Travelling With Children: When A Family Flight Is Delayed


Flying long haul with small children requires a lot of planning. How to entertain them, how to dress them, how are they going to sleep, how to make them sit still at take off and landing, just to mention the main concerns. It’s important to plan out the small details too, because it can be a very nerve wrecking few hours for parents.

We just did an 11 hours long overseas flight with our 15 months old girl and 3-year-old boy. I was dreading it for months in advance.

I planned out all the details and made a plan B too for everything:

  • Inflight entertainment for two different age groups
  • Changing clothes (also for us parents -the experience is talking here)
  • Bought food, snacks and fruit juices after check in
  • Packed Calpol sachets for cabin pressure induced ear pain
  • Coordinated wake up and nap times on the day of the flight so that they can sleep during the flight
  • Packed extra nappies and wipes
  • Packed light weigh blankets for them because it’s normally quite cold in the cabin
  • Booked overnight flight, so they would most probably sleep through most of it

Having said all that, you can’t possibly prepare for everything. But, you do your best, try to deal with the rest and just keep calm.

What we haven’t been prepared for on the way home is a delayed take off. We’ve never been told the reason why. It happens sometimes. This has sadly resulted in two cranky, small children by the time we boarded the aircraft.

When you have an overnight flight, it means you already take off quite late on that day, so probably around your children’s usual bedtime hours or even past that. If the flight is being delayed for a few hours, they will be overtired and if you’re a parent, you know what does that mean for you: crankiness, whining, crying, not cooperating, etc.

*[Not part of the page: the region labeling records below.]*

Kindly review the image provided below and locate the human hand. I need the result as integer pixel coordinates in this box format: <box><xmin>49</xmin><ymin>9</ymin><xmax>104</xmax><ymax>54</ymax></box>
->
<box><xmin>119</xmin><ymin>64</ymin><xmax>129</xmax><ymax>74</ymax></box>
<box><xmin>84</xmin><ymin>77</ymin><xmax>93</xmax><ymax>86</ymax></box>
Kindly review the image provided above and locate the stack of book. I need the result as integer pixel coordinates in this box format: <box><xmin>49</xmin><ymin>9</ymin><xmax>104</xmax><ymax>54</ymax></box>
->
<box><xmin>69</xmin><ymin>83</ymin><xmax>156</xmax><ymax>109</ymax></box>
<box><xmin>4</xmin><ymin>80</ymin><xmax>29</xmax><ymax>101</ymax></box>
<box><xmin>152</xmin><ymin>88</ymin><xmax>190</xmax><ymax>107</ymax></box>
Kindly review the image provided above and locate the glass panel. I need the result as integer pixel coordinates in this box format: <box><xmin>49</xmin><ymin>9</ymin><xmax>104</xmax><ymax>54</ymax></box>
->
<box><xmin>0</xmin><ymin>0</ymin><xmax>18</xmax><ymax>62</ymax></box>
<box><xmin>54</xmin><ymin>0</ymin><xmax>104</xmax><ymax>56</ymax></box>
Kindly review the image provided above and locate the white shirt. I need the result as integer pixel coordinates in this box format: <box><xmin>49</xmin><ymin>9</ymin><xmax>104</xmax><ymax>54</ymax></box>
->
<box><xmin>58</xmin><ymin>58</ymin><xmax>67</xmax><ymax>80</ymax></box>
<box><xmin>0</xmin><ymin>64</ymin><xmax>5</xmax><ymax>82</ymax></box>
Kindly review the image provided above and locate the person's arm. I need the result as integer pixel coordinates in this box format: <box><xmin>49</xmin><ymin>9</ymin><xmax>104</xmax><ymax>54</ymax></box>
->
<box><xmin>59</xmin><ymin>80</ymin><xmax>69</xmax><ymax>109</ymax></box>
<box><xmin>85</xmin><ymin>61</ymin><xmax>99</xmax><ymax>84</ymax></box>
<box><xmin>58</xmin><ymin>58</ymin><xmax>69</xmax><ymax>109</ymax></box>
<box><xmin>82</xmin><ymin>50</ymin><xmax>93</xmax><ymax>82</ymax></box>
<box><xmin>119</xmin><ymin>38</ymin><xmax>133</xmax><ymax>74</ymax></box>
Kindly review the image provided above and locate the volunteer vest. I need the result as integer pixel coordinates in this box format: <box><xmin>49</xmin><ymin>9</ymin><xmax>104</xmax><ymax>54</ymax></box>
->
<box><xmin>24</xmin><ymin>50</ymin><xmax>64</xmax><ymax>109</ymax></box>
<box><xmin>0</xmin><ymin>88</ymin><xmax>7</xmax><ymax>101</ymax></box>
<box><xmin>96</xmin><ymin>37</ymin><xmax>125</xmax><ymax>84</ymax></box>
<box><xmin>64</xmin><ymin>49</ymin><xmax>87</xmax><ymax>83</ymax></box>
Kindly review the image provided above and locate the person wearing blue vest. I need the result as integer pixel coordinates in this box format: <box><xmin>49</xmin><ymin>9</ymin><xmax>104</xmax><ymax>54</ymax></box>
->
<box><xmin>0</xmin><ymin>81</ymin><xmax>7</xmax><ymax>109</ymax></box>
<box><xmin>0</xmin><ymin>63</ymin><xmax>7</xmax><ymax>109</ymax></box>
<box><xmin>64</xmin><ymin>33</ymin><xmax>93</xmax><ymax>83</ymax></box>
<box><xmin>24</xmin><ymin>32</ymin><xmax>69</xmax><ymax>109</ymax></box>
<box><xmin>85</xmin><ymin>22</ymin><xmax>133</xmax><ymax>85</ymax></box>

Especially, if your child is just a very little toddler and she just started to discover the power of her loud, high pitched scream.

So, in the end, after literally wrestling her down for take off (whilst screaming her head off), then trying to rock her to sleep because she refused feeding (screaming her head off and kicking) she went to sleep, but it was very upsetting for us.

All because of two ours delay.

As I said we have never been told why, and we also had to spend a considerable time on the plane, just sitting and waiting for take off, which happens at busy airports: waiting for a free runway is often the reason.

So at home I checked online what are our chances for compensation, and though we weren’t entitled for any,

I found some information for the future, which is worth to keep in mind:

According to the Flight Compensation Regulation (261/2004), which is a set of rules for the compensation that passengers can claim if they are impacted by delays, diversion, and cancellations and apply to all passengers departing from or arriving into an EU airport, as well as passengers from outside the EU, as long as they are arriving at an EU airport and the airline is based in an EU member state. These rights are also very strictly imposed by the EU Court of Justice.

The good thing is, that you don’t have to go through complicated legal texts, you can simply check online if you’re eligible using this Flight delay compensation site.

For next time you can also prepare your family for flight delay or cancellation.

My tips:

  • Talk to the kids about the possibility if they are old enough to understand it
  • Always have an entertainment back up, as eventually devices will run out of battery or you may be not permitted to take it on board when it doesn’t switch on
  • Look up in advance what facilities the airport has got: does it have kids friendly restaurants? Does it have a small play area for children?